# **Predicting End Semester Performance through Simple Linear Regression**

This notebook implements an example of predicting the end semester performance  of students from their midsemester performance and classroom attendance.

The purpose of this notebook is to explain the concepts underlying Simple Linear Regression (SLR) through an example that connects to the student's daily academic life. 

This programming exercise can also be undertaken a lab activity for simple linear regression.

I explained the necessary statistical concept and working of SLR in my video course on Machine Learning. The unit on Simple Linear Regression covers following points.

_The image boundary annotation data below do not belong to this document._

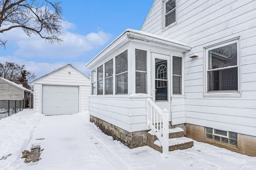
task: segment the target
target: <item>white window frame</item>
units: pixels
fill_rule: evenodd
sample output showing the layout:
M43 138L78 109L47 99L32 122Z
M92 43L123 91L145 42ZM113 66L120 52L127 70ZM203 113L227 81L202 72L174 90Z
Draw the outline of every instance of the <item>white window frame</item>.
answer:
M113 60L112 66L113 66L113 72L112 72L112 75L109 76L105 76L105 66L106 66L106 63L107 63L107 62L109 62L109 61L110 61L110 60ZM107 62L106 62L104 63L104 65L104 65L104 66L103 66L104 70L103 70L103 77L104 77L104 81L103 81L103 87L104 87L103 94L104 94L104 95L114 95L114 84L115 84L115 83L114 83L114 69L115 68L114 67L114 58L112 58L109 60L108 61L107 61ZM113 86L113 87L112 90L113 90L113 91L112 91L112 94L107 94L106 93L106 88L105 88L105 85L106 85L105 83L106 83L106 80L107 79L109 79L109 78L112 78L112 83L113 83L112 86Z
M141 70L136 70L136 62L135 63L135 75L134 75L134 78L135 78L135 88L134 88L134 91L135 91L135 93L136 94L136 73L146 73L146 86L145 86L145 88L146 88L146 94L148 94L148 51L147 50L145 50L145 49L141 49L140 48L134 48L134 54L135 54L135 58L134 58L134 60L136 61L136 50L141 50L141 51L145 51L146 52L146 71L141 71Z
M121 54L122 53L125 52L125 51L127 50L127 71L125 71L123 72L122 72L122 73L118 73L118 74L116 74L116 57L119 55L120 54ZM129 94L129 50L128 49L125 49L124 50L123 50L122 52L121 53L119 53L118 54L116 55L114 58L115 58L115 67L114 67L114 69L115 69L115 95L127 95ZM128 74L128 82L127 82L127 94L117 94L117 82L116 82L116 79L117 79L117 75L121 75L121 74L125 74L126 73L127 73L127 74ZM114 82L113 82L114 83ZM113 91L113 93L114 92Z
M218 48L226 45L237 43L237 65L236 66L228 66L223 68L209 70L209 51L213 49ZM217 44L204 48L204 53L205 56L204 62L204 97L241 97L240 94L240 43L239 37L221 42ZM221 70L227 69L237 67L237 90L219 90L219 91L208 91L208 72L213 70Z
M211 128L212 129L212 134L211 133L207 133L206 132L206 128ZM215 130L220 130L220 131L224 131L224 132L227 132L227 135L225 136L225 135L221 135L221 134L217 134L217 133L215 133ZM229 131L224 131L223 130L220 130L220 129L214 129L214 128L209 128L209 127L205 127L205 139L206 139L207 140L213 140L214 141L217 141L218 142L221 142L222 143L226 143L226 144L228 144L230 146L234 146L235 147L237 147L238 146L238 138L236 139L232 139L232 138L229 138ZM234 132L234 133L236 133L237 134L237 132ZM206 138L206 134L212 134L212 139L209 139L209 138ZM218 136L218 137L223 137L223 138L228 138L228 143L226 143L226 142L223 142L222 141L221 141L221 139L220 139L220 140L219 141L217 141L217 140L215 140L214 139L214 135L215 135L215 136ZM230 144L229 143L229 140L230 139L231 139L231 140L236 140L236 142L237 142L237 146L235 146L235 145L234 145L234 144Z
M92 81L92 72L95 71L95 74L96 74L96 78L94 78L94 81ZM93 83L95 83L96 84L96 92L95 94L92 94L92 89L93 88L93 86L92 84ZM91 95L97 95L97 69L94 69L92 70L91 71Z
M165 13L166 12L166 8L165 8L165 4L167 2L171 0L163 0L163 16L162 16L162 20L163 20L163 31L165 31L166 29L172 27L172 26L175 25L177 23L177 0L175 0L175 8L169 11L167 13ZM171 24L165 27L165 16L169 14L170 13L172 12L173 10L175 10L175 22L171 23Z
M177 74L173 74L173 70L172 70L172 68L173 67L173 57L179 57L179 58L181 58L181 75L177 75ZM184 64L183 64L183 61L184 60L183 60L183 57L181 57L181 56L177 56L177 55L172 55L172 61L171 61L171 64L172 64L172 69L171 70L171 73L172 73L172 76L171 76L171 80L172 80L172 96L183 96L183 91L184 91L184 89L183 88L183 84L184 84L184 75L183 75L183 73L184 73L184 72L183 71L183 68L184 68ZM181 80L180 80L180 91L181 91L181 93L180 94L174 94L173 93L173 76L180 76L181 77Z
M101 66L102 66L102 80L98 80L98 69ZM96 90L97 90L97 95L104 95L104 86L105 86L105 83L104 83L104 80L105 80L105 79L104 79L104 74L105 74L105 72L104 72L104 64L101 64L99 66L97 67L97 68L96 69L96 73L97 73L97 75L96 75L96 76L97 76L97 83L96 83ZM98 91L98 83L99 83L99 81L102 81L102 94L99 94L99 91Z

1.  [Simple Linear Regression (SLR): 7 Key points to remember.](https://youtu.be/--awGDpi9pk)
2.  [SLR: Statistical Background](https://youtu.be/o1QWm6yLHdw)
3.  [SLR: Estimating Model Parameters](https://youtu.be/h-WyE73E1yM)
4.  [SLR: Evaluating Model Parameters](https://youtu.be/AvZ-4yFGwG4)


The notebook uses the data set of student's performance, and attendance recorded that I collected while teaching a course on Software Architecture in the year 2014. 

Here, I am  building two different models. First is to explore relationship between MSE and ESE. Second is to explore the relationship between classroom attendance and ESE.

**(1) Initilization**

This section imports modules such as Pandas, Numpy,  Matplotlib, Seaborn necessary to process the data. In addition to this, Statmodels and Math module is implemented.  

The simple linear regression model is going to be implemented through Ordinary Least Square (OLS) method hence statmodels and Math module are imported.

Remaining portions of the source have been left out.